En el fondo, los supersticiosos arrastran una cultura mágica de las fuerzas oscuras y el azar que, digámoslo así, los comunes se pierden. Un espejo roto significa para ellos vivir siete años de mala suerte; una escalera apoyada contra un muro solo puede traer problemas por un descuido a quien pase debajo. Yo creía en los tréboles de cuatro hojas, y aunque ahora me río, recuerdo que pasé de crío muchos nervios en el campo queriendo ser rico si veía uno de cuatro hojas. Digo creía porque yo no he visto ninguno ni tampoco soy millonario. Lo mío no es superstición, lo mío es mala suerte.

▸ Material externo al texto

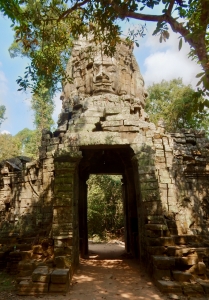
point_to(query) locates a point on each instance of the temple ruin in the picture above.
(103, 129)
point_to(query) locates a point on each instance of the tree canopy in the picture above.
(175, 103)
(44, 30)
(105, 205)
(2, 113)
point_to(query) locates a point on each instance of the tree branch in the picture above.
(71, 9)
(170, 7)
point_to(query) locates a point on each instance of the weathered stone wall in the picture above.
(165, 176)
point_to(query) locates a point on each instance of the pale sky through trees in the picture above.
(156, 61)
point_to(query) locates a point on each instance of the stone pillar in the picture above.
(83, 223)
(65, 209)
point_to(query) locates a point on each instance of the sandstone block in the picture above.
(60, 276)
(159, 274)
(190, 289)
(32, 288)
(63, 262)
(187, 261)
(163, 262)
(41, 274)
(58, 287)
(156, 227)
(168, 286)
(181, 276)
(37, 249)
(156, 250)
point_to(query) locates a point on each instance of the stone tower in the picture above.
(103, 129)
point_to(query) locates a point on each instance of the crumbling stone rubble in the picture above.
(103, 128)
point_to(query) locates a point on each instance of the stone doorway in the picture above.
(113, 160)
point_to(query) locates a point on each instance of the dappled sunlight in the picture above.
(120, 278)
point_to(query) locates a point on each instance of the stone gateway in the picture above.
(103, 129)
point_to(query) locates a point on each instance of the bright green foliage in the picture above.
(43, 107)
(105, 206)
(9, 146)
(44, 30)
(175, 103)
(2, 113)
(29, 141)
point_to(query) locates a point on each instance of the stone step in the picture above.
(43, 281)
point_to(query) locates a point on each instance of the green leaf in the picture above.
(200, 74)
(180, 44)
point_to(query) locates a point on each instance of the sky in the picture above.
(157, 61)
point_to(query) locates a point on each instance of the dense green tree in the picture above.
(174, 102)
(45, 30)
(43, 106)
(2, 113)
(105, 206)
(28, 141)
(9, 146)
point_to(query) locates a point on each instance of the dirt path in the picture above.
(107, 274)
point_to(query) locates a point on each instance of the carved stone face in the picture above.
(102, 76)
(97, 74)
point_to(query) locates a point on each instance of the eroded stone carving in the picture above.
(103, 128)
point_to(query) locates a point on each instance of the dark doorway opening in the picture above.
(113, 160)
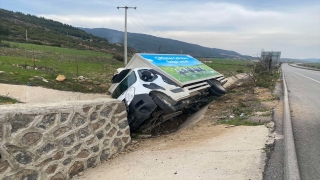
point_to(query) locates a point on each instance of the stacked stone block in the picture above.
(57, 141)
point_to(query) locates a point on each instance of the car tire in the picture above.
(214, 93)
(164, 102)
(217, 87)
(135, 124)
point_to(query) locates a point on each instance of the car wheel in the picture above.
(164, 102)
(217, 87)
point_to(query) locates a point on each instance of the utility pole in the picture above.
(125, 32)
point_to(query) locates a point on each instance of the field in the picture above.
(38, 65)
(229, 67)
(312, 65)
(58, 50)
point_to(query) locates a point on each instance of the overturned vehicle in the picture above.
(158, 87)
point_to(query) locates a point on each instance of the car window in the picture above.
(124, 85)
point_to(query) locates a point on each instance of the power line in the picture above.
(125, 32)
(147, 23)
(135, 24)
(137, 20)
(147, 3)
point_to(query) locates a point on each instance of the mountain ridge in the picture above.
(152, 44)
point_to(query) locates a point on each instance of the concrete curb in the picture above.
(291, 168)
(302, 67)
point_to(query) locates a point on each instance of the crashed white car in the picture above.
(158, 87)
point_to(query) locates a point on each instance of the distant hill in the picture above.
(300, 60)
(312, 60)
(150, 44)
(44, 31)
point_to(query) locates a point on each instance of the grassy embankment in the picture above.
(19, 63)
(29, 64)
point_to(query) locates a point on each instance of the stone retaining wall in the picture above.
(57, 141)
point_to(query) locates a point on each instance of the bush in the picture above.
(5, 44)
(118, 57)
(240, 71)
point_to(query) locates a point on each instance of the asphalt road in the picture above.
(304, 99)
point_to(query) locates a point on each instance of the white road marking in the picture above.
(305, 76)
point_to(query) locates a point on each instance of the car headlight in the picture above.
(129, 95)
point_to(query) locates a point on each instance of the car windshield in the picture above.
(124, 85)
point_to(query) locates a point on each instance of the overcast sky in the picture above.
(244, 26)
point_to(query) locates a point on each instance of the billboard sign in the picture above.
(184, 68)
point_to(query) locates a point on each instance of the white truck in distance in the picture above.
(158, 87)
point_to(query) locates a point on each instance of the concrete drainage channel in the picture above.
(291, 171)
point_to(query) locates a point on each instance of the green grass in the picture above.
(18, 67)
(229, 67)
(57, 50)
(312, 65)
(7, 100)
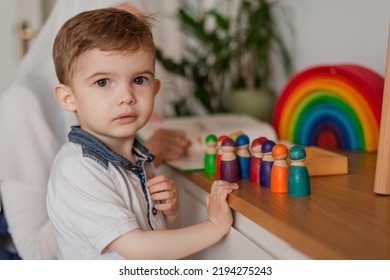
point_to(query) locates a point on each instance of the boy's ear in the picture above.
(157, 86)
(65, 97)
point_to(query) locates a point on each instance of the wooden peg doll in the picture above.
(279, 171)
(243, 155)
(256, 158)
(210, 156)
(266, 163)
(219, 155)
(229, 165)
(298, 176)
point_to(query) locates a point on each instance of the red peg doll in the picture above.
(219, 155)
(230, 171)
(256, 158)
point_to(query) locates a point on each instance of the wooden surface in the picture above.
(382, 176)
(342, 218)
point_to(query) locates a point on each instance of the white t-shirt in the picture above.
(94, 197)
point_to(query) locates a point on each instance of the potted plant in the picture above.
(228, 56)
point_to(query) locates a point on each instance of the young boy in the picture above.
(100, 199)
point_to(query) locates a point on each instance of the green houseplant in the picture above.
(228, 56)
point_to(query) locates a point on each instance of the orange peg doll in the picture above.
(279, 171)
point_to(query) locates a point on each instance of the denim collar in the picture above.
(97, 150)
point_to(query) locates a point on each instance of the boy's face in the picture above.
(113, 94)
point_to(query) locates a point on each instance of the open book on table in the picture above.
(198, 127)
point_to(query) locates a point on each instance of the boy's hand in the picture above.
(219, 212)
(163, 192)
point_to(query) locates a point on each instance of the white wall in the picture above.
(12, 14)
(339, 31)
(325, 31)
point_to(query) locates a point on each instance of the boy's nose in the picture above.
(127, 97)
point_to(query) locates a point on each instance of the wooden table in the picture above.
(342, 218)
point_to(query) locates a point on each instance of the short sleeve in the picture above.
(83, 201)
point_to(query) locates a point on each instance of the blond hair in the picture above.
(108, 29)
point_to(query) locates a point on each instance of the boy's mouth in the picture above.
(125, 118)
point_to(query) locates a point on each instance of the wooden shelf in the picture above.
(342, 218)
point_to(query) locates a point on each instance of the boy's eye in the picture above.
(102, 82)
(140, 80)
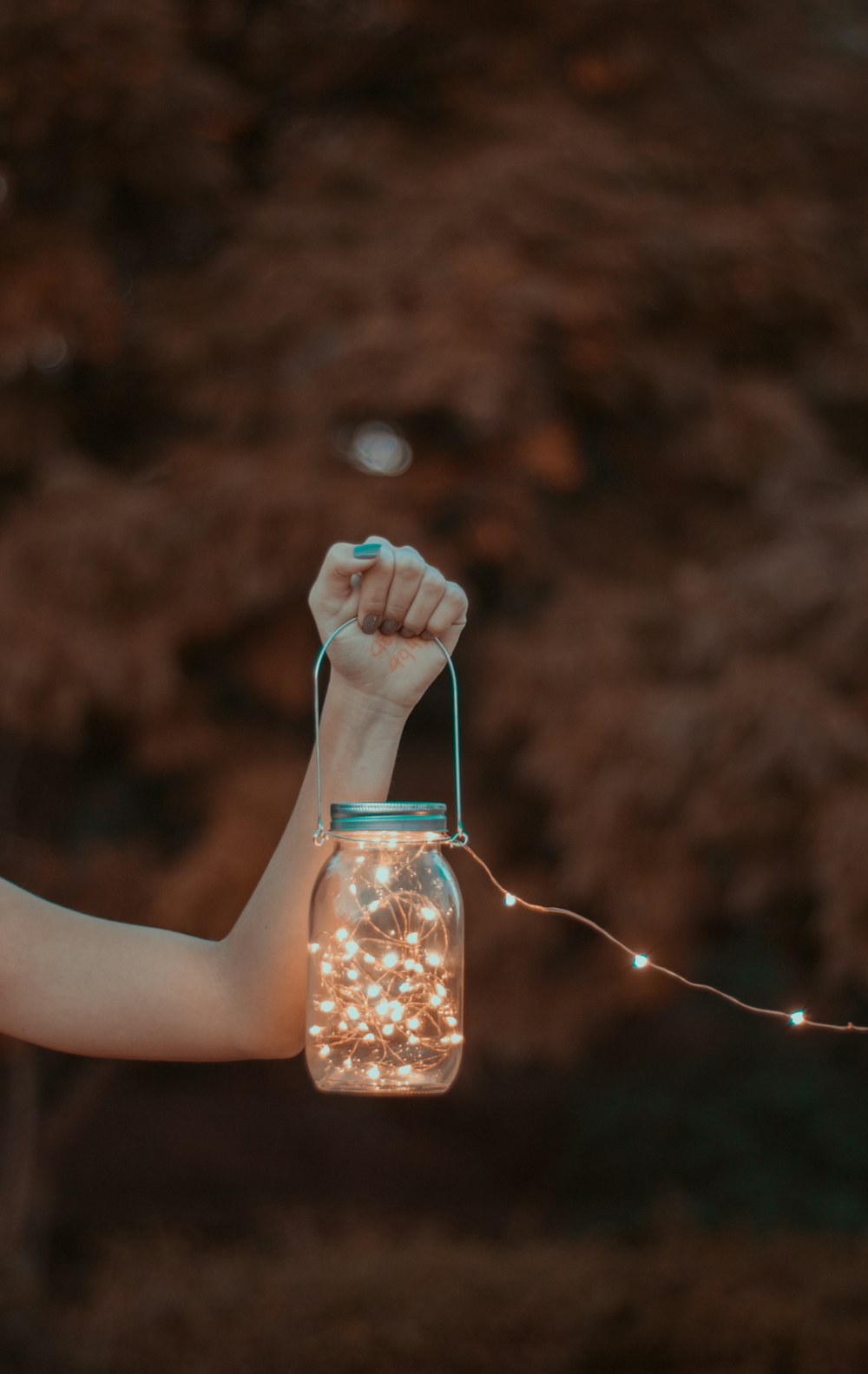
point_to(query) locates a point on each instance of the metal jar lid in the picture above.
(353, 817)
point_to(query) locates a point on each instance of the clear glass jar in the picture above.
(386, 954)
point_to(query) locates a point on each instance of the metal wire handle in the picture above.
(320, 833)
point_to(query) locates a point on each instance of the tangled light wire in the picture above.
(510, 899)
(643, 961)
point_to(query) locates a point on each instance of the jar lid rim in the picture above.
(387, 815)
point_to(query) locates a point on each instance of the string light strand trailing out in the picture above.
(643, 961)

Todo empieza de repente sin que uno sepa cómo ni por qué. El caso es que sucede. Lo peor que puede hacer es negarlo. Yo lo reconozco. Tengo manías y supersticiones. No tengo muchas supersticiones, la verdad. Para empezar, no me asustan los gatos negros ni soy triscaidecafóbico. Creo, sin embargo, que un mes del año se porta mejor conmigo que otro. Me gusta oler los libros por dentro si son nuevos. Espero que la gente me responda al saludar “buenos días” o “buenas tardes” y me quedo mal si la gente no lo hace. Soy adicto a los informativos de televisión y veo uno o dos al día. Subrayo mis libros. Necesito silencio y soledad, pero busco ruido y compañía. Cuento las palabras de cada columna que escribo y si el total cae en 7 o cae en 9 no lo concibo. Hago lo imposible para cambiar ese resultado maléfico y convierto el texto a un número par aunque también admito una columna acabada en 1, en 3 o en 5.